Academy sports equipment store is having a sale on bike helmets and water bottles. one bike club purchased 10 helmets and 2 water bottles for 155$. Another bike club purchased 12 bike helmets and 3 water bottles for 189$. Write a system of linear equations to determine the price for an adult and the price for a child. Solve the equation
Let's denote the price of an adult bike helmet as "A" and the price of a child bike helmet as "C." We can also denote the price of a water bottle as "W."

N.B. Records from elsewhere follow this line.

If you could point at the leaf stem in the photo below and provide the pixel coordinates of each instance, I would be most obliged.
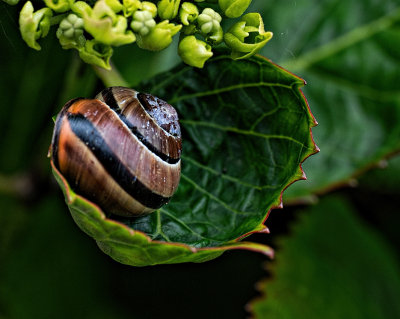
(110, 77)
(343, 42)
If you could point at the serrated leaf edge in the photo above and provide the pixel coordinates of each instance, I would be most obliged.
(71, 197)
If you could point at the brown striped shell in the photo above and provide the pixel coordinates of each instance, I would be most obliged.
(121, 150)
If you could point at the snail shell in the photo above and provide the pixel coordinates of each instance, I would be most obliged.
(121, 150)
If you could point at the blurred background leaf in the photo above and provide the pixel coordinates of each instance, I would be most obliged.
(332, 266)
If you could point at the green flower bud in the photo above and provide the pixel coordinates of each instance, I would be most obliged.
(250, 27)
(168, 9)
(151, 7)
(115, 5)
(104, 24)
(130, 7)
(159, 37)
(234, 8)
(209, 21)
(189, 29)
(70, 32)
(193, 51)
(34, 25)
(188, 13)
(58, 5)
(96, 53)
(142, 22)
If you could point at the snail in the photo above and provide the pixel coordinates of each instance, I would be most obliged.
(120, 150)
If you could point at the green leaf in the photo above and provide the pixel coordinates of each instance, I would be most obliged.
(246, 130)
(350, 62)
(333, 266)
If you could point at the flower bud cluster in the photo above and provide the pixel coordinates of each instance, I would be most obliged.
(94, 27)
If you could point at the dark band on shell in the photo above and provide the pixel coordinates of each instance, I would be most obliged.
(119, 151)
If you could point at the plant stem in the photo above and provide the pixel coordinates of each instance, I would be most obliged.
(57, 19)
(343, 42)
(110, 77)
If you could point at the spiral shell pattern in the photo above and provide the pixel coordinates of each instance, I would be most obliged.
(120, 150)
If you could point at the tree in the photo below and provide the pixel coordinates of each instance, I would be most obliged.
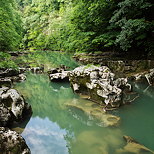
(10, 23)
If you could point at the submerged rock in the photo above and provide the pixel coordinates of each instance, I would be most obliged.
(15, 103)
(100, 84)
(63, 76)
(94, 111)
(6, 116)
(8, 72)
(133, 146)
(12, 143)
(5, 82)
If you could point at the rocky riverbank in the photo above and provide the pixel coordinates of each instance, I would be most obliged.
(13, 110)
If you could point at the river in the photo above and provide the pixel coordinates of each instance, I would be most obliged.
(56, 129)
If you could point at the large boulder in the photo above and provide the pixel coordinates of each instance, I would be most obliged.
(15, 103)
(133, 146)
(100, 84)
(12, 143)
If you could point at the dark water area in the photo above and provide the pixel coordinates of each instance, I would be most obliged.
(55, 129)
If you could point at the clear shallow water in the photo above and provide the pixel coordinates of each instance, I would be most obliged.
(55, 129)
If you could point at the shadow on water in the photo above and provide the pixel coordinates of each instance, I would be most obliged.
(54, 129)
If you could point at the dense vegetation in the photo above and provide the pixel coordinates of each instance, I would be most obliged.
(78, 25)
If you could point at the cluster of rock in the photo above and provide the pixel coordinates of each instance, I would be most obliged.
(133, 146)
(13, 109)
(100, 84)
(58, 74)
(12, 143)
(144, 77)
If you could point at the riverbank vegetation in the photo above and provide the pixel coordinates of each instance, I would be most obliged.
(78, 26)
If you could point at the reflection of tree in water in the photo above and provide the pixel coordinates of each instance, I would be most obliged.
(47, 99)
(83, 136)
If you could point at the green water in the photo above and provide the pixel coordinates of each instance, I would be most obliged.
(55, 129)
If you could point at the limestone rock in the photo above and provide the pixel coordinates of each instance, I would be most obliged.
(8, 72)
(12, 143)
(100, 84)
(6, 116)
(5, 82)
(133, 146)
(15, 103)
(63, 76)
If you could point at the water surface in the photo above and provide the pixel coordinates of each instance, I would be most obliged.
(55, 129)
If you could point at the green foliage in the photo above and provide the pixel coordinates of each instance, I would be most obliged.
(10, 25)
(6, 61)
(134, 21)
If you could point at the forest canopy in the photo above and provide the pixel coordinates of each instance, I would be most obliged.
(78, 25)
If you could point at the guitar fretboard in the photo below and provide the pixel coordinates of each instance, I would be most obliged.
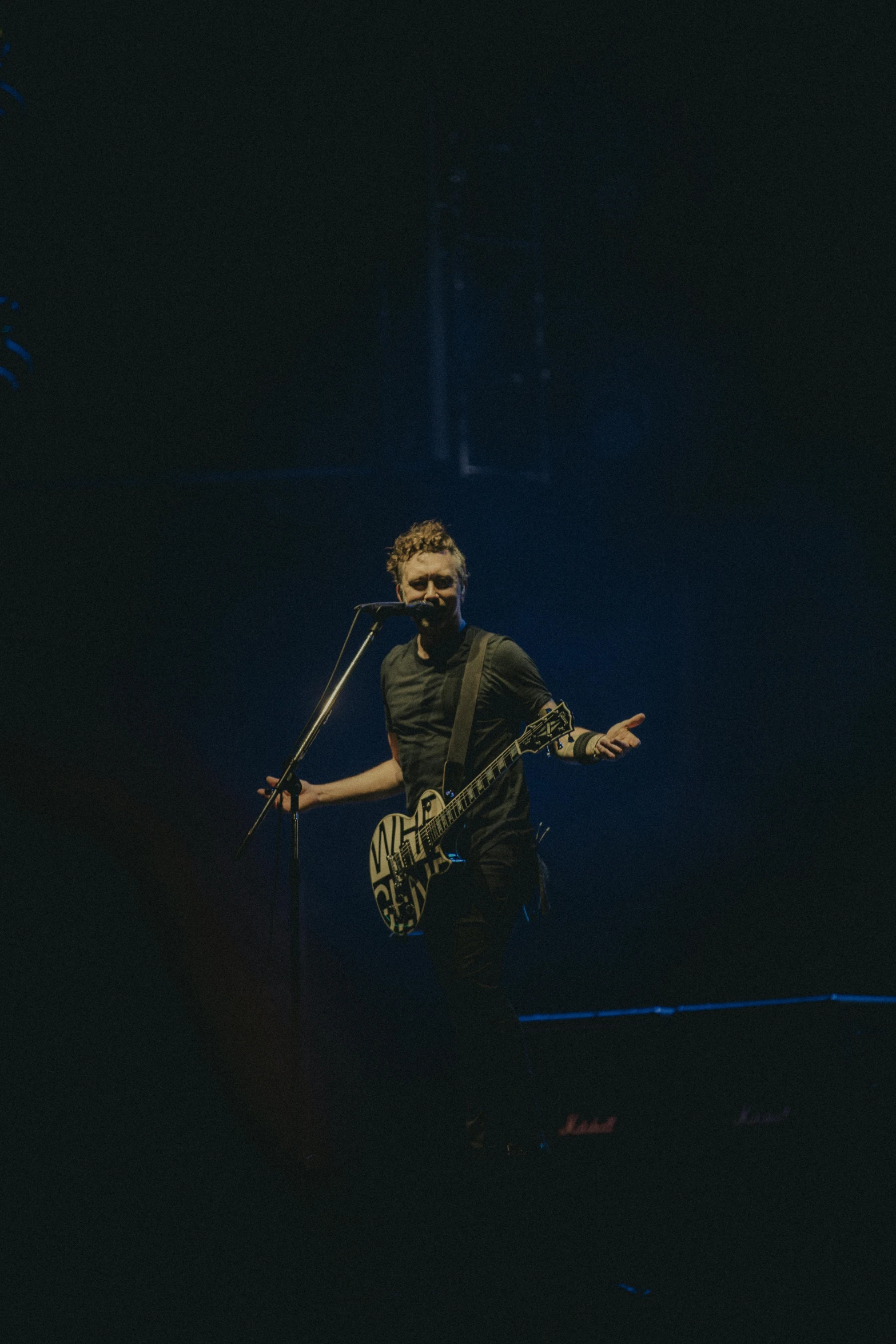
(435, 830)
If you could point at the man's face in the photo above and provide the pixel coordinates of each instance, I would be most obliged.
(433, 578)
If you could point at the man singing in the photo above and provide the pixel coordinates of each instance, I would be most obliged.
(471, 909)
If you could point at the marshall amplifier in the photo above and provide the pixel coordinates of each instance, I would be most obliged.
(715, 1074)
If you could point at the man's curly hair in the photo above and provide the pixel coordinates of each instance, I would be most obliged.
(430, 538)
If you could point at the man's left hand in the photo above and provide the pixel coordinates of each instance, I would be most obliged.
(617, 741)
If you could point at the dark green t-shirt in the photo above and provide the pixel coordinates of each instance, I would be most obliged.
(421, 699)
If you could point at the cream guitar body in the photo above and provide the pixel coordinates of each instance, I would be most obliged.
(401, 896)
(406, 853)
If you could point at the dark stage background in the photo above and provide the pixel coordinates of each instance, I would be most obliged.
(292, 281)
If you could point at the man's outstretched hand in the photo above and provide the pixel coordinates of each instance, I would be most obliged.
(616, 741)
(306, 799)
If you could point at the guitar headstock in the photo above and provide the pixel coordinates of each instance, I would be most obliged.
(547, 729)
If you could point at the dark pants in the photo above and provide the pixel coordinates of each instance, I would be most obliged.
(469, 916)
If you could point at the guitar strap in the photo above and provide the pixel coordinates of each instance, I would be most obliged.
(456, 762)
(453, 776)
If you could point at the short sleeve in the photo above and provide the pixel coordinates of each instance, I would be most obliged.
(520, 679)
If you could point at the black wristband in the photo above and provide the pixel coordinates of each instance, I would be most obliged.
(581, 747)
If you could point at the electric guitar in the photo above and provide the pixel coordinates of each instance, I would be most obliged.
(406, 853)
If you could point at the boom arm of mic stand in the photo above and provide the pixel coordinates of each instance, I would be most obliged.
(308, 737)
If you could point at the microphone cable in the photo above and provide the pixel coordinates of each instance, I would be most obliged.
(280, 811)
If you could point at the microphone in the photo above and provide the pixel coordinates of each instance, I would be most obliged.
(382, 609)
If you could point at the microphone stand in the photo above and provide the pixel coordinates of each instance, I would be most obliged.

According to the given information, the first bike club purchased 10 helmets and 2 water bottles for $155. We can write the following equation for this bike club:
10A + 2W = 155
Similarly, the second bike club purchased 12 helmets and 3 water bottles for $189. We can write the following equation for this bike club:
12A + 3W = 189
We now have a system of linear equations:
10A + 2W = 155 (1)
12A + 3W = 189 (2)
To solve this system of equations, we can use the method of substitution or elimination. Let's use the method of elimination:
Multiplying equation (1) by 3 and equation (2) by 2, we have:
30A + 6W = 465 (3)
24A + 6W = 378 (4)
Subtracting equation (4) from equation (3), we get:
30A + 6W - (24A + 6W) = 465 - 378
6A = 87
A = 87/6
A ≈ 14.50
Substituting the value of A back into equation (1), we can solve for W:
10(14.50) + 2W = 155
145 + 2W = 155
2W = 155 - 145
2W = 10
W = 10/2
W = 5
Therefore, the price of an adult bike helmet is approximately $14.50, and the price of a child bike helmet is approximately $5.